Apparently, the ruling entitiesbroadcast their mind-altering frequencies from
Saturn, possibly via the moon — which was put where it is by aliens to act
as an amplifier for their signal.
Not everyone was tuned fully into the would-be Messiah. But Icke is a
poster-boy for all sorts of people who simply want to question whether all
is as it seems. With the day-to-day performance of our leaders, the bankers
and the like, you can see why they might wonder.
Twins Virgil and Dante Sparda, 21, from Birmingham, are regulars at Icke’s
shows.
“Don’t you want to know about the alternative knowledge that people in higher
power have hidden for thousands of years?” said Virgil.
“What about the food technology they are poisoning us with?”
Mark Wareham, 52, from Northampton, was attending his first live Icke show. He
said: “He connects the dots so you can see the true picture. You have to
take your truth where you can get it. Time has proved he has been right.”
Mark obviously wasn’t talking about Icke’s prediction in 1991 that the
world would end in 1997.
New Zealander Robbie Peake, 26, said people should not be put off just because
some of Icke’s theories may be “pretty fruity”.
He said: “Someone is controlling us. It runs right to the top.”
As well as the Queen, Barack Obama, Tony Blair and George Bush Snr have all
faced astonishing allegations from Icke, who sees it as vindication that
none of them has ever taken a blind bit of notice.

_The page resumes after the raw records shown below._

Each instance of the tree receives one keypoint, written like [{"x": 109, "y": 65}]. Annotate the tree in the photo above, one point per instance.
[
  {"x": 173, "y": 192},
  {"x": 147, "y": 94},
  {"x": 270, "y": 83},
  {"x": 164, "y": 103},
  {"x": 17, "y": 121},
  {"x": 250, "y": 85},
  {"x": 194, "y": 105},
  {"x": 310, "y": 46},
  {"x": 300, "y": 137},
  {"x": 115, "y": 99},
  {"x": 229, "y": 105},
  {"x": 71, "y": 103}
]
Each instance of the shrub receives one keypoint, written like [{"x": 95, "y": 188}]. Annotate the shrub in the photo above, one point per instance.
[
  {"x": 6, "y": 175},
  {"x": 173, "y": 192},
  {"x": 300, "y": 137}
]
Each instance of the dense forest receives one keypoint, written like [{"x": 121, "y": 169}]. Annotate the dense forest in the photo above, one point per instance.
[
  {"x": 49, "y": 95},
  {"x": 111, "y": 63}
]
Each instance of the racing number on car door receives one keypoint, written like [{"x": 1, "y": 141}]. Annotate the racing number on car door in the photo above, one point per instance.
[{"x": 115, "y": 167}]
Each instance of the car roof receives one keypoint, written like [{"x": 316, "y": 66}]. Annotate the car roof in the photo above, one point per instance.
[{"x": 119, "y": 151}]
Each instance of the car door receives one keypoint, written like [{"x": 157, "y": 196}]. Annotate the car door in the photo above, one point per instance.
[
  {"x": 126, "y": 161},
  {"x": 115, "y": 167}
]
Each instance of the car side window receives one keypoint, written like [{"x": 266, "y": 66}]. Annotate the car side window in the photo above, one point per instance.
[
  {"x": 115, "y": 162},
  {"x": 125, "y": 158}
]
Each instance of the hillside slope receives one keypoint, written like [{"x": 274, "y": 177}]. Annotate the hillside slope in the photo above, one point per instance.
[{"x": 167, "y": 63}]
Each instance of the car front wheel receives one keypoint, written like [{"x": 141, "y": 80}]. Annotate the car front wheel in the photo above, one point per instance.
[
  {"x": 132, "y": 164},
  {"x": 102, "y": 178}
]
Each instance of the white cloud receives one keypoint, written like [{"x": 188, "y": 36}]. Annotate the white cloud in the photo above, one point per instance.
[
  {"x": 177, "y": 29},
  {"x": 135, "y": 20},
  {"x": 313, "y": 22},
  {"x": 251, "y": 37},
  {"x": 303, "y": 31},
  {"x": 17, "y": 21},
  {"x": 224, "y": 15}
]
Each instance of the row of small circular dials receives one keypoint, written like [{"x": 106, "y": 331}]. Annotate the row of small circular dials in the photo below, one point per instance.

As justification for his views, he points confidently to the evidence . . . in
Hollywood movies such as The Matrix and Avatar.
Claire Brooker, 34, from Guildford, Surrey, and Amy Rutinsky, 34, from Bognor
Regis, West Sussex, were not entirely won over.
Amy said: “I was quite interested in what he had to say about symbolism and
the more spiritual side of his argument, but not all that reptilian stuff.”
Claire added: “I don’t like the way he connects different things to come up
with some quite radical beliefs.
“It can make you paranoid. It is quite scary. People have to have something to
believe in, I suppose, but I won’t be coming to another of his shows.”
I have to confess that I did not stay to the bitter end. Seven hours was
plenty.
He told his audience not to worry — the world is insane, not them.
The Crazies, he said, include politicians, doctors, teachers, scientists and
The X Factor. He may be right on that last one.